There is no significant cause for concern about leaking and leaching of toxic materials from solar site infrastructure. Naturally occurring rain is adequate to generally keep the panels clean enough for good electricity production. If panels do need to be washed, the washing process requires nothing more than soap and water. Additionally, the materials used to build each panel provide negligible risk of toxic exposure to the soil, environment, or people in the community. Details about toxicity for aluminum and zinc are described below, and more information on the potential for human toxicity can be found in the NCSU Health and Safety Impacts of Solar Photovoltaics white paper.
According to its current Stormwater Design Manual, the N.C. Department of Environmental Quality allows solar panels associated with ground-mounted solar farms to be considered pervious if configured such that they promote sheet flow of stormwater from the panels and allow natural infiltration of stormwater into the ground beneath the panels. For solar development, an erosion control and sedimentation permit is required, which involves on-site inspections and approval by the North Carolina Department of Environmental Quality. The permit requires establishment of permanent vegetative ground cover sufficient to restrain erosion; according to DEQ staff, the site must be “completely stabilized,” although this does not require a specific percentage of ground cover. In-depth information on erosion control and sedimentation laws, rules, principles, and practices is available at the NC DEQ’s website. Once permanent vegetation is established it will be necessary to maintain soil pH and fertility as mentioned above in order to ensure sufficient, healthy, and continuous ground cover for erosion control.

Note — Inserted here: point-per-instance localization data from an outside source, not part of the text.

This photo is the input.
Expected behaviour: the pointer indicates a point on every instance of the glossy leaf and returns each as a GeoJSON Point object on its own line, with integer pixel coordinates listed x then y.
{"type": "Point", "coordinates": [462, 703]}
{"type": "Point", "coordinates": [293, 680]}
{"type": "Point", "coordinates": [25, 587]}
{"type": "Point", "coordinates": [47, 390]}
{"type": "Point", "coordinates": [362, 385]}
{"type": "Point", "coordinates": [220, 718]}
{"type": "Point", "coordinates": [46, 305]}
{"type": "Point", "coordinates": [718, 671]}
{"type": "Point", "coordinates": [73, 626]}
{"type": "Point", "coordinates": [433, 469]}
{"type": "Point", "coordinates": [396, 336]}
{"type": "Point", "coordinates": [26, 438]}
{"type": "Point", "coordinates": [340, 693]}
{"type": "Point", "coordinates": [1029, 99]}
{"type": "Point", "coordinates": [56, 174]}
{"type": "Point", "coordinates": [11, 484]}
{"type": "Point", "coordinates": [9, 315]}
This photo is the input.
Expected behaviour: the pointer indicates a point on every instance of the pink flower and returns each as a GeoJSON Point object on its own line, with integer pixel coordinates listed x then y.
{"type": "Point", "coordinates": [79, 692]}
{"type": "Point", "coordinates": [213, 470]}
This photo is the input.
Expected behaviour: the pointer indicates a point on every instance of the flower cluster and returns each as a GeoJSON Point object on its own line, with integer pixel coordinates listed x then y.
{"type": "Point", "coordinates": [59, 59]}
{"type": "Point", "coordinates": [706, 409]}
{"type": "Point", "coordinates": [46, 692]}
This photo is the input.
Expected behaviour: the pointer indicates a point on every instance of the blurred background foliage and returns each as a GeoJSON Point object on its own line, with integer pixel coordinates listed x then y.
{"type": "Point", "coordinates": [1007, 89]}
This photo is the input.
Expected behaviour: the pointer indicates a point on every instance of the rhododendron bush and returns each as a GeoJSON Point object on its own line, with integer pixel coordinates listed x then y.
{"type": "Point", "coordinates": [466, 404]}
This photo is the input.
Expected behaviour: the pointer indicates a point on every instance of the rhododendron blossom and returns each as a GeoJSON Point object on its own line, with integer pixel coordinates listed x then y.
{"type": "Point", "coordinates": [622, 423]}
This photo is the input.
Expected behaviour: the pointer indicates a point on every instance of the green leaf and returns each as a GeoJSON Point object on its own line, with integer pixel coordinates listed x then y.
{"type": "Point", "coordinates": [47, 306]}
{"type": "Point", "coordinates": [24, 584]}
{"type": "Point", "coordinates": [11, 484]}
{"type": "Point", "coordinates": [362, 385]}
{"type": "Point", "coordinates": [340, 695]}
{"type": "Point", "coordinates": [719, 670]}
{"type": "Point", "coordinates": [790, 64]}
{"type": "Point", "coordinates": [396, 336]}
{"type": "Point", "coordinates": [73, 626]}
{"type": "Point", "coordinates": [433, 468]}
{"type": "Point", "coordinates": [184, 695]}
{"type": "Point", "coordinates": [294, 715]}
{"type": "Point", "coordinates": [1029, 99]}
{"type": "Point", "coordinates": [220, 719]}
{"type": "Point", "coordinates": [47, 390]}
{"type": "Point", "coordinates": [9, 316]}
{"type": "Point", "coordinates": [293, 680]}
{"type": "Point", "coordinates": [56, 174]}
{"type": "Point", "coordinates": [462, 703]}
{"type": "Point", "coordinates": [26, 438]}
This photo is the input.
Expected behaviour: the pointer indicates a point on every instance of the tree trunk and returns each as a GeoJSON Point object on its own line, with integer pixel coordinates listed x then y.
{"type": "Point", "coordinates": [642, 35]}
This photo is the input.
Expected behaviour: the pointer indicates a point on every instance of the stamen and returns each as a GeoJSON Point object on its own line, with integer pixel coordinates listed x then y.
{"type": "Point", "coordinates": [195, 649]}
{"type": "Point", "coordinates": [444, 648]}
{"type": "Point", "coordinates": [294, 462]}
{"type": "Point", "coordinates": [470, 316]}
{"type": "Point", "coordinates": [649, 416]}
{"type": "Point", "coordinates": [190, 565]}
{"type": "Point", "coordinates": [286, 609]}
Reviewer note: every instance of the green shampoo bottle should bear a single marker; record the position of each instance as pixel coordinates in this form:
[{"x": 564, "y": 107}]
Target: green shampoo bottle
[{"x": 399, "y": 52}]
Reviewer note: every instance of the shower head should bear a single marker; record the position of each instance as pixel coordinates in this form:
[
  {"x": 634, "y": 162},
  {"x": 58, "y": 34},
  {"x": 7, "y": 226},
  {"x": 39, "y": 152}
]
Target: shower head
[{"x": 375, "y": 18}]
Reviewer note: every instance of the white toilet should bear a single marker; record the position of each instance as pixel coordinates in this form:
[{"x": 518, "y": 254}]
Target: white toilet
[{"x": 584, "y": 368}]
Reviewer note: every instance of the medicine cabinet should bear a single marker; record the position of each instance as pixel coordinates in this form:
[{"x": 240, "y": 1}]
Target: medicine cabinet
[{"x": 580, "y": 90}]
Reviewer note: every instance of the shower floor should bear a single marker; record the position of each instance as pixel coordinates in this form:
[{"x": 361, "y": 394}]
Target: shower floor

Soil compaction can negatively impact soil productivity and will occur to some degree on every solar site. Soil compaction can also limit water infiltration into the soil environment, and lead to greater surface water runoff during rain events. In addition to the roads built in and around solar project sites, the construction of the facility itself as well as regular use of lawn mowers compacts the soil, decreasing the ability of plant roots to grow. However, use of land as a solar site will avoid agriculture-related activities that can induce compaction, such as tillage. There are no data available on the degree of compaction common at solar facilities, but it is possible that some sites could experience heavy compaction in frequently used areas. In cases of heavy compaction, hard pans in the soil will form that can take decades to naturally free up; however, tractor implements such as chisels and vibrators designed to break up hard pan can often remove enough compaction to restore productivity. To prevent damage to soil due to compaction, landowners can negotiate for practices that will result in the least amount of compaction and for roads to be constructed on less productive land. Additionally, maintaining healthy groundcover, especially varieties with deep root systems, can serve to keep the soil arable for potential future agricultural use. The appropriate use of alternative vegetative maintenance strategies, such as grazing with sheep, can reduce the use of mowing equipment onsite and therefore the compaction that may result from using this equipment. Furthermore, livestock grazing works to cycle nutrients in the pasture ecosystem onsite and improve the soil.